I feel that a lot of new users struggle with bubble, not just because there is a learning curve to the bubble platform itself, but because most are non-coders and do not have a background in database design.
Personally, once I began to understand database design a bit more, it had profound impacts on how I was able to build using bubble, especially when it came to ease of manipulating data.
I also feel, that a lot of new users forget about Google…that powerful search engine that can point you in the direction of the information you seek, mostly because it seems like our answers should be coming from the bubble forum. In my experience, I have learned a lot about bubble on the forum, but I’ve learned things that have improved my abilities off the forum for things like user experience design and database design, two crucial components to building a successful app.
One of the best resources I have come across using google when searching for database design models is a website called Vertabelo.
The site has lots of database models available with explanations for each data type involved, the different data fields in each and the relationships between them.
For anybody in need of guidance on database design, they should check it out.
They have different professional database designers who post articles that are basically how to tutorials. Here is a link to one designer who has database models that I find helpful for retail sales models.
If you can’t find what you are looking for…remember google. Just type in the search bar what type of database design you are in need of followed by “vertabelo” and they just might have an article on it.
I have somehow got some small tournaments functional, but am now ready to go to larger tournaments and the size is overwhelming and I just thought there must be a better way.
Thank you Thank you for the site. I have already found a tournament one built for Tennis tournaments. First read thru it appears there are some similarities to what I want to create for larger tournaments.

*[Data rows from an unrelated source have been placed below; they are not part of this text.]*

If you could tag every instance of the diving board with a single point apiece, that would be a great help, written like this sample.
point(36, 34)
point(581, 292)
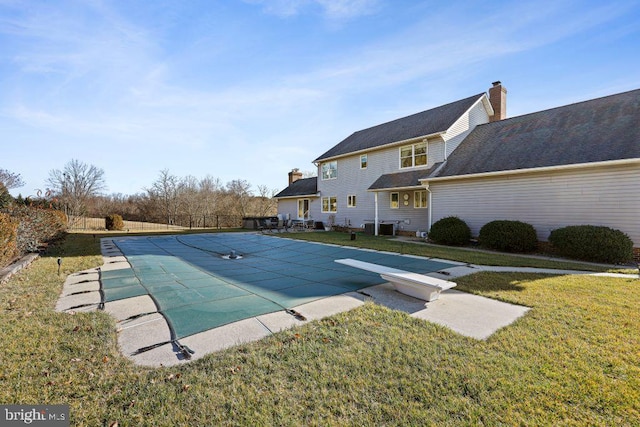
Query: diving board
point(413, 284)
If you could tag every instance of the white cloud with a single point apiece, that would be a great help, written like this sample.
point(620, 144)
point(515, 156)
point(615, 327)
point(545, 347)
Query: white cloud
point(332, 9)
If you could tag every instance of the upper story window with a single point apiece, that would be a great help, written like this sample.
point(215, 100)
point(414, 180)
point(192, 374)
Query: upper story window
point(330, 170)
point(420, 199)
point(394, 201)
point(329, 204)
point(363, 161)
point(413, 155)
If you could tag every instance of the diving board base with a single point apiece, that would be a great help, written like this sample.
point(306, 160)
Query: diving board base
point(412, 284)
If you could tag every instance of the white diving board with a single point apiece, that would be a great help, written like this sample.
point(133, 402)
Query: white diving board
point(412, 284)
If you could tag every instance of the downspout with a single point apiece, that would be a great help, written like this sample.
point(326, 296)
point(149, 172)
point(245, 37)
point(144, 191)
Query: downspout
point(429, 211)
point(375, 221)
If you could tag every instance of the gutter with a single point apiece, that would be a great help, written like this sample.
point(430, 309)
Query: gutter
point(425, 181)
point(298, 196)
point(379, 147)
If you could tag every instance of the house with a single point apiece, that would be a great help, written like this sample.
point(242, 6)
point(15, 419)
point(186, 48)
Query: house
point(571, 165)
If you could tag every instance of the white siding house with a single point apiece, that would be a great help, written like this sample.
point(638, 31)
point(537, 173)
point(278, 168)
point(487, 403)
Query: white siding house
point(571, 165)
point(599, 194)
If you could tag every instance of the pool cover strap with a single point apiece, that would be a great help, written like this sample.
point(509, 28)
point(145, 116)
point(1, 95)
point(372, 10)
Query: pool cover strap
point(182, 349)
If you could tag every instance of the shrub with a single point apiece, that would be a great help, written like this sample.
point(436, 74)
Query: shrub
point(508, 236)
point(38, 226)
point(8, 239)
point(592, 243)
point(450, 231)
point(113, 222)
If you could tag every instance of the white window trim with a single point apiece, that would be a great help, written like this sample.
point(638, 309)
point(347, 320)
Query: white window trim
point(329, 204)
point(416, 198)
point(391, 200)
point(329, 168)
point(367, 161)
point(413, 155)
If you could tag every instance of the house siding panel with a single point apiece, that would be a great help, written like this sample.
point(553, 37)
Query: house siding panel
point(550, 200)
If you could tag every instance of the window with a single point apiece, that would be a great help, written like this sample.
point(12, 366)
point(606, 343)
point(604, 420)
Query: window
point(330, 204)
point(413, 155)
point(395, 200)
point(330, 170)
point(303, 208)
point(363, 161)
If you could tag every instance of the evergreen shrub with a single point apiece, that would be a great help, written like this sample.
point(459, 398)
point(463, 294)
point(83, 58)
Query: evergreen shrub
point(508, 236)
point(450, 231)
point(592, 243)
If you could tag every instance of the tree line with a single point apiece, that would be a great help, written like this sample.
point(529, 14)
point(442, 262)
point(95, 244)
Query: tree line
point(78, 190)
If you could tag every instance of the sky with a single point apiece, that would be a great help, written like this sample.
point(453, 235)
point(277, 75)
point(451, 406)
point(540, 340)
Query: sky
point(250, 89)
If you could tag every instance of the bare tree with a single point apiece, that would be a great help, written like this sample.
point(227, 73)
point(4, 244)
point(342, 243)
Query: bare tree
point(10, 180)
point(189, 199)
point(165, 191)
point(75, 185)
point(265, 203)
point(239, 191)
point(210, 193)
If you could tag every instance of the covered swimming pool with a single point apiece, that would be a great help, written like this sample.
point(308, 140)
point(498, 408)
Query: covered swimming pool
point(197, 287)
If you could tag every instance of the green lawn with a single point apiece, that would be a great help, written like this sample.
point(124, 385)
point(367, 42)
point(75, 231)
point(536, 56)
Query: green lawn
point(574, 359)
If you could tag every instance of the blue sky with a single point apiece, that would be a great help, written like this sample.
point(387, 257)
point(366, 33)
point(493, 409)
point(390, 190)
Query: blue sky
point(249, 89)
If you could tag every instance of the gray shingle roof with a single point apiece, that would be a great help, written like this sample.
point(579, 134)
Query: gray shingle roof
point(592, 131)
point(301, 187)
point(428, 122)
point(402, 179)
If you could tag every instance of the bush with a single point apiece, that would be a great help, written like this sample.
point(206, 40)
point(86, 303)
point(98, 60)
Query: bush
point(592, 243)
point(38, 226)
point(113, 222)
point(8, 239)
point(450, 231)
point(508, 236)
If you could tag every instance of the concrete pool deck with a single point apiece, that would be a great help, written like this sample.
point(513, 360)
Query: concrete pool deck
point(141, 326)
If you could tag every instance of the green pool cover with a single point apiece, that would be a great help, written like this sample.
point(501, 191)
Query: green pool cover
point(196, 289)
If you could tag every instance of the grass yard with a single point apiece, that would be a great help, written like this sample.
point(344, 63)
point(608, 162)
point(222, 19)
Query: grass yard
point(574, 359)
point(386, 243)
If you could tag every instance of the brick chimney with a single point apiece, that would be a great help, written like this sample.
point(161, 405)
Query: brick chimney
point(294, 175)
point(498, 100)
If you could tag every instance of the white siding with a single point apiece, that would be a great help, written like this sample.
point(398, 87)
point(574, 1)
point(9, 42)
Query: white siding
point(352, 180)
point(549, 200)
point(288, 207)
point(355, 181)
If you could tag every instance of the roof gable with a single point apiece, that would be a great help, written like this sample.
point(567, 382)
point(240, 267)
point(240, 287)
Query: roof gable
point(425, 123)
point(598, 130)
point(301, 187)
point(400, 180)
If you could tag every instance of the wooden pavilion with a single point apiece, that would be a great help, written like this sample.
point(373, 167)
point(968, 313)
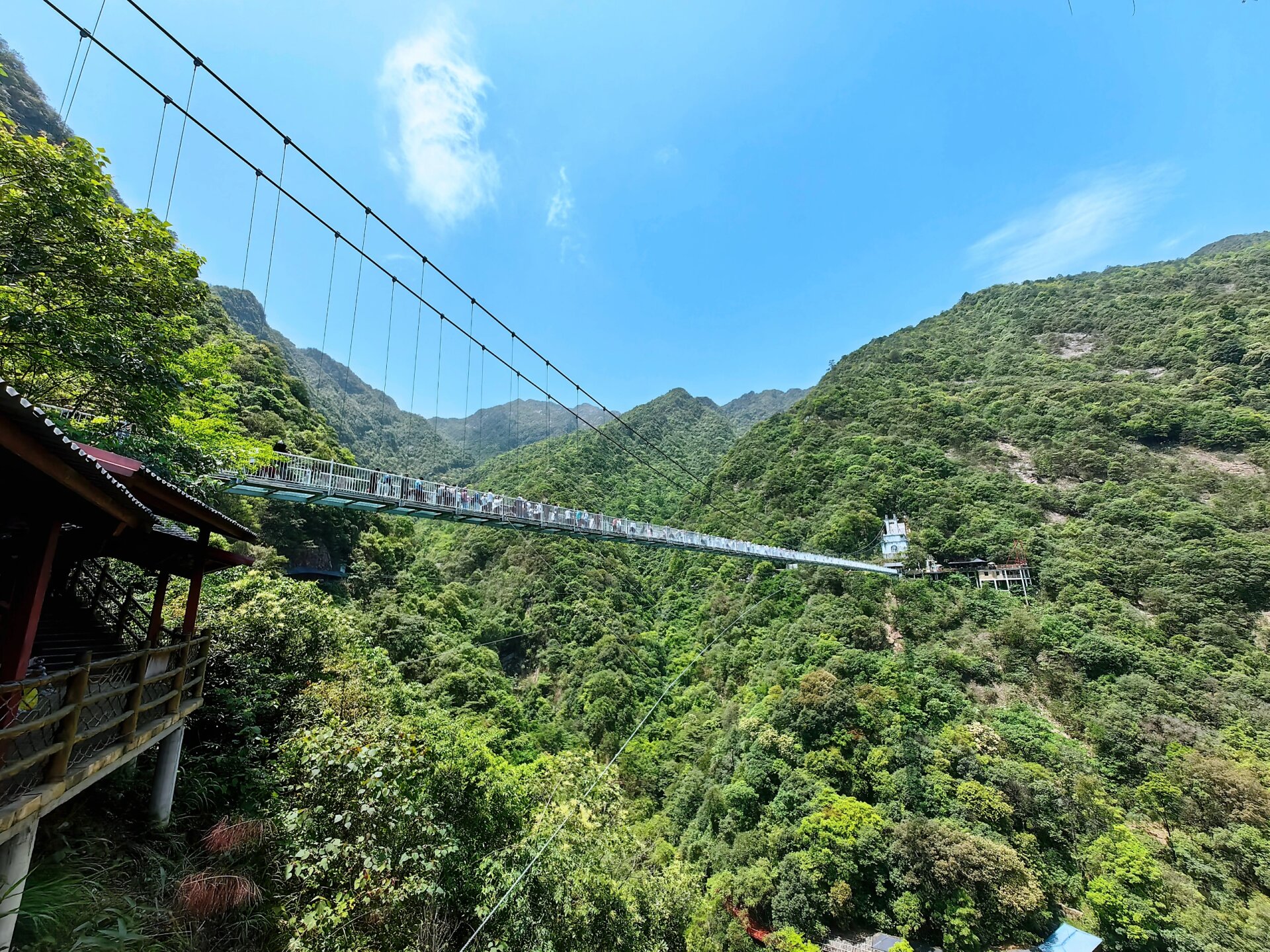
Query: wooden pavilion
point(89, 676)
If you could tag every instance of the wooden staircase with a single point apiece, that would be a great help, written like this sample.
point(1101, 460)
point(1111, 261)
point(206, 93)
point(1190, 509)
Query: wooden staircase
point(67, 629)
point(93, 612)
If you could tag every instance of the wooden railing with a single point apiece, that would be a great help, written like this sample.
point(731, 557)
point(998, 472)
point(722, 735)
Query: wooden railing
point(50, 727)
point(111, 601)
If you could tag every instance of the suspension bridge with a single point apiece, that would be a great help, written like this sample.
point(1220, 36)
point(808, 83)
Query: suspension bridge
point(304, 480)
point(300, 479)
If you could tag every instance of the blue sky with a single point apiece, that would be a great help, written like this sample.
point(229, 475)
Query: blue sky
point(713, 196)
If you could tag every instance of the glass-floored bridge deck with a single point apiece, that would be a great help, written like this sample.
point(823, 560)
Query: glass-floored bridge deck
point(300, 479)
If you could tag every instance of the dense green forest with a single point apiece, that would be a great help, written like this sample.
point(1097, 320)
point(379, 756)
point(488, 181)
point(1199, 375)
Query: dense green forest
point(379, 761)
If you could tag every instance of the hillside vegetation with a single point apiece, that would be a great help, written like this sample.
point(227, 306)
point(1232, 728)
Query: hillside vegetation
point(378, 763)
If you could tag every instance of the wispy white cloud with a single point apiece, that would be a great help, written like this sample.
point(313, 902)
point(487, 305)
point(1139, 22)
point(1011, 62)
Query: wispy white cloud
point(1076, 229)
point(436, 93)
point(562, 202)
point(560, 218)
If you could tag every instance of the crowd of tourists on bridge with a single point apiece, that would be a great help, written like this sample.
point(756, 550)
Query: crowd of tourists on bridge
point(413, 493)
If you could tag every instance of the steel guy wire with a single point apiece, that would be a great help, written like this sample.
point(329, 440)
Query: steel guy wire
point(181, 140)
point(364, 257)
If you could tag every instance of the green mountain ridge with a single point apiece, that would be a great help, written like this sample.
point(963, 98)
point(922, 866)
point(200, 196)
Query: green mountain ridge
point(814, 752)
point(367, 420)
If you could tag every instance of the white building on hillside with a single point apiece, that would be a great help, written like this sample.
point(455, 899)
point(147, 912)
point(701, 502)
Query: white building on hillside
point(894, 539)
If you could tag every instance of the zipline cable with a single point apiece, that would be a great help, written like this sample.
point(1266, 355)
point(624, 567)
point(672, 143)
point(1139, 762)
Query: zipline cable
point(154, 164)
point(603, 774)
point(181, 140)
point(66, 116)
point(273, 235)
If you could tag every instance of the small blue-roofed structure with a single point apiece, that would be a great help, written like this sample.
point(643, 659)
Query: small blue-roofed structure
point(1068, 938)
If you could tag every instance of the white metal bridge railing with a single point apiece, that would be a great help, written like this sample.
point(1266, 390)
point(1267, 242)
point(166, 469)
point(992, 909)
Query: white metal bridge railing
point(300, 479)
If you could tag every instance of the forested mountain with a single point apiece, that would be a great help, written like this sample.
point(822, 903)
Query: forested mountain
point(822, 753)
point(367, 420)
point(497, 429)
point(748, 409)
point(23, 100)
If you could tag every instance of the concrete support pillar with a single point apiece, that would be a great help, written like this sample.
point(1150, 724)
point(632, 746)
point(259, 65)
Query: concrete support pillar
point(165, 776)
point(15, 866)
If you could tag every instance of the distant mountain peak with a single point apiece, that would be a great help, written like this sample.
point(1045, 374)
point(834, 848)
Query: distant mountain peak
point(1234, 243)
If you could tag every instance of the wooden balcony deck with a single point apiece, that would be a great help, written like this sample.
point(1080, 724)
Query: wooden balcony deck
point(64, 731)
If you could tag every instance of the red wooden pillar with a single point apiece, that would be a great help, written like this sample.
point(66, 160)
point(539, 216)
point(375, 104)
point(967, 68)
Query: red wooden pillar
point(196, 584)
point(19, 625)
point(155, 629)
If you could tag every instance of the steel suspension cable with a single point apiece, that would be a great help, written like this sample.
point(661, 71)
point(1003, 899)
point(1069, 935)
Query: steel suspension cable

Very much agree on the importance of good database design, since it becomes the primary constraint in terms of business rules. Bubble allows flexibility in terms of lists, but these are not the same thing in terms of related tables. And design choices will impact both performance and the ease with which development can be done.
I need to spend more time on this site but my guess is that newbies should look at tutorials for PostgreSQL, which I think would be closest to Bubble, instead of more traditional databases like MySQL. (IIRC, Bubble uses PostgreSQL on the backend.)
Relating tables in Bubble is simply a matter of naming a field’s data type as the name of the table you want to link to. Embedding a foreign key in a table is not necessary.
For 99.9% of cases that will be the easiest way to develop as you don’t need to link tables in your search.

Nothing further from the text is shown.